Karma... z kobiet

Dodano:   /  Zmieniono: 
Właściciel farmy świńskiej na przedmieściach Vancouveru, 54-letni Robert Pickton, karmił trzodę... ludzkim mięsem - ustaliła policja.
Laboratorium policyjne zidentyfikowało ludzkie szczątki, ukryte w stertach nawozu i odpadkach na farmie świńskiej pod Vancouverem - było to DNA sześciu spośród 61 prostytutek z  tego miasta, zaginionych w latach 1997-2001.

Wcześniej zidentyfikowano na tej farmie DNA 22 innych kobiet, trudniących się płatnym nierządem, których ciała posłużyły Picktonowi jako karma dla świń.

Podejrzany o tę bezprecedensową zbrodnię przebywa od lutego 2002 roku w więzieniu śledczym.

Kilkudziesięciu naukowców-specjalistów, ściągniętych z całej Kanady do pomocy specjalnemu oddziałowi policyjnemu, utworzonemu w  Vancouverze do poszukiwania zaginionych kobiet, pracuje na farmie Picktona, przeszukując centymetr po centymetrze kompostownie i  teren gospodarstwa.

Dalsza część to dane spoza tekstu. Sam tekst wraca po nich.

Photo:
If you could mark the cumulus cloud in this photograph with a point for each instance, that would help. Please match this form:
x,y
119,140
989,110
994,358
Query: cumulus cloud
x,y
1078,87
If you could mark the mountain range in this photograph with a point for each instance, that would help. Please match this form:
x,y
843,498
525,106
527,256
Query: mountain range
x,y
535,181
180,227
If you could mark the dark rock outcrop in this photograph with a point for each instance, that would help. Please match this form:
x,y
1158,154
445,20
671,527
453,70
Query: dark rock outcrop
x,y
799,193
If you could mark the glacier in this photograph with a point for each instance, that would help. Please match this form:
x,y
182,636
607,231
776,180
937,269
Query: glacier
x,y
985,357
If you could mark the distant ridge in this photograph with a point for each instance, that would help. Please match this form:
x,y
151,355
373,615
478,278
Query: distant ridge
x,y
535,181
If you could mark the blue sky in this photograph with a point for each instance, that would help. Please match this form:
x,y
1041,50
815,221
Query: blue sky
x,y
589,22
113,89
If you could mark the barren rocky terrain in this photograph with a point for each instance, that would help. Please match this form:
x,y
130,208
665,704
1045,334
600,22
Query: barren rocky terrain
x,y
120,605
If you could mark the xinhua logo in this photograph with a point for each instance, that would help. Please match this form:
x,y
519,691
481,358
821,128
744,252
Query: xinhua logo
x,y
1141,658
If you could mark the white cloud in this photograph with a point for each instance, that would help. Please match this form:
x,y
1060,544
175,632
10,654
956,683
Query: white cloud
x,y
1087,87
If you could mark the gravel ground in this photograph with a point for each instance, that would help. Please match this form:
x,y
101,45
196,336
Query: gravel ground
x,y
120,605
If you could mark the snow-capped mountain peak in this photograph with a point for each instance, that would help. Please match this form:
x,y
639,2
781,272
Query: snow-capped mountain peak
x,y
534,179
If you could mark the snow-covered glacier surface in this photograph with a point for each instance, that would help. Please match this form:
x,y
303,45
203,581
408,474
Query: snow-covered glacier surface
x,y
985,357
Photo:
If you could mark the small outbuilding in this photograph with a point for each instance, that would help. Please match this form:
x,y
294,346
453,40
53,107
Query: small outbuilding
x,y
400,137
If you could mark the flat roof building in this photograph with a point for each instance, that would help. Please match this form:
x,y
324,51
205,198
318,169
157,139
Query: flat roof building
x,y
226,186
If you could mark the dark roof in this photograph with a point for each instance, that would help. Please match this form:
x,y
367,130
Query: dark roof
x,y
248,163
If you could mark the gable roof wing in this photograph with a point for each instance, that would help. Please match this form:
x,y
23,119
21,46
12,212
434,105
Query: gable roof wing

Rzeczniczka specjalnego oddziału policji Sheila Sullivan oświadczyła w sobotę: "Jesteśmy zdeterminowani, by odnaleźć ślad wszystkich 61 kobiet, zaginionych w tym mieście w ostatnich latach".

"To, co odkryliśmy na farmie Picktona, oznacza, że szukamy we  właściwym kierunku, ale pozostało jeszcze bardzo wiele do  zrobienia, zanim zakończymy pracę" - dodała.

Sheila Sullivan wyraziła nadzieje, że makabryczne odkrycie policjantów z Vancouveru zwróci uwagę na straszną sytuację kobiet, zmuszonych przez życie do zajmowania się prostytucją. Są one "praktycznie biorąc bezbronne wobec przemocy".

Według danych policji, w śródmieściu Vancouveru pracuje 1.500 prostytutek.